Single by Alicia Keys featuring Khalid

from the album Alicia
- Released: August 14, 2020
- Studio: Conway (Los Angeles, CA); ELBO (Los Angeles, CA); Jungle City (New York, NY);
- Length: 3:54
- Label: RCA
- Songwriter(s): Alicia Keys; Khalid; Ludwig Göransson;
- Producer(s): Ludwig Göransson

Alicia Keys singles chronology
| "Perfect Way to Die" (2020) | "So Done" (2020) | "Love Looks Better" (2020) |

Khalid singles chronology
| "Be Like That" (2020) | "So Done" (2020) | "Otra Noche Sin Ti" (2021) |

Music video
- "So Done" on YouTube

= So Done (Alicia Keys song) =

"So Done" is a song by American singer Alicia Keys featuring fellow American singer Khalid.
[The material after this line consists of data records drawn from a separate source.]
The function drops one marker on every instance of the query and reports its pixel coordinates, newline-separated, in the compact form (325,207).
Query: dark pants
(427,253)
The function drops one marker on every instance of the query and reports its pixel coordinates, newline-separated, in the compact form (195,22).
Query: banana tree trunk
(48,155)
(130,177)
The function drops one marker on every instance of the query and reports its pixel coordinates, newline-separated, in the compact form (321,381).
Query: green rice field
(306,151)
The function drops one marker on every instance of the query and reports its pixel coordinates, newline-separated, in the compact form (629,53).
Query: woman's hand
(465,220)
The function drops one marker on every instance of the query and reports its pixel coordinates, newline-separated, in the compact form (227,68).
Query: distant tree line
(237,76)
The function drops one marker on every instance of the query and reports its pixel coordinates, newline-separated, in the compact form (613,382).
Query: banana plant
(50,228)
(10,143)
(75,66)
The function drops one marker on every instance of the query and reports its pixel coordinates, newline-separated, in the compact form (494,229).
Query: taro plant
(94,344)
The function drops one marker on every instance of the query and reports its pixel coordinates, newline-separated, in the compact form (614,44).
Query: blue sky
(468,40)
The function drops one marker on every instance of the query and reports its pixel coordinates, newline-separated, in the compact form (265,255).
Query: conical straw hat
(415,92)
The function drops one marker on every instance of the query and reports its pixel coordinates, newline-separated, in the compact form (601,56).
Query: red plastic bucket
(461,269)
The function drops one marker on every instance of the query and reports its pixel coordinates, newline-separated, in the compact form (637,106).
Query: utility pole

Written alongside producer Ludwig Göransson, the song was released on August 14, 2020 through RCA Records as the sixth single from her seventh studio album Alicia. The song is a mid-tempo R&B song and talks about living freely and on your own terms. A music video directed by Andy Hines was released on the same day and stars actress Sasha Lane alongside Keys and Khalid.

==Critical reception==
Entertainment Voices Adi Mehta wrote that the song "reaches new emotional depths, with a vulnerable intimacy from Keys that sends chills", adding that Keys and Khalid sound "wide-eyed and dreamy" on the song. Andy Kellman from AllMusic described it as "soft, intimate love ballad" on which "Keys and Khalid make an ideal pair". Meg Bishop from Minnesota Daily wrote that "[l]istening to the track feels like an act of self-care" adding that "[t]he song fits perfectly into the tracklist" with "some smooth lo-fi beats" and "the repeated lyrics, “I’m living the way that I want.”. Konstantinos Pappis from Our Culture Mag wrote that the song features “spare electric guitar and luminous vocals“ and that it “excel[s] at capturing an utterly entrancing mood” and “evokes a kind of listless, late-night vibe that somehow manages to amplify the album’s overall message of inner strength”.

==Live performances==
Keys performed the song at the iHeartRadio Music Festival on September 18, 2020. Keys performed the song during Good Morning America on September 19, 2020. Keys and Khalid performed the song together as part of the drive-in concert series on The Late Late Show with James Corden on September 22, 2020. The song is performed as part of The Alicia + Keys World Tour.

==Charts==

===Weekly charts===

Weekly chart performance for "So Done"
| Chart (2020) | Peak position |
|---|---|
| Netherlands (Single Tip) | 27 |
| New Zealand Hot Singles (RMNZ) | 10 |
| US Adult R&B Songs (Billboard) | 1 |

===Year-end charts===

2020 year-end chart performance for "So Done"
| Chart (2020) | Position |
|---|---|
| US Adult R&B Songs (Billboard) | 42 |

2021 year-end chart performance for "So Done"
| Chart (2021) | Position |
|---|---|
| US Adult R&B Songs (Billboard) | 14 |

==Certifications==

| Region | Certification | Certified units/sales |
| Brazil (Pro-Música Brasil) | Gold | 20,000^{‡} |
^{‡} Sales+streaming figures based on certification alone.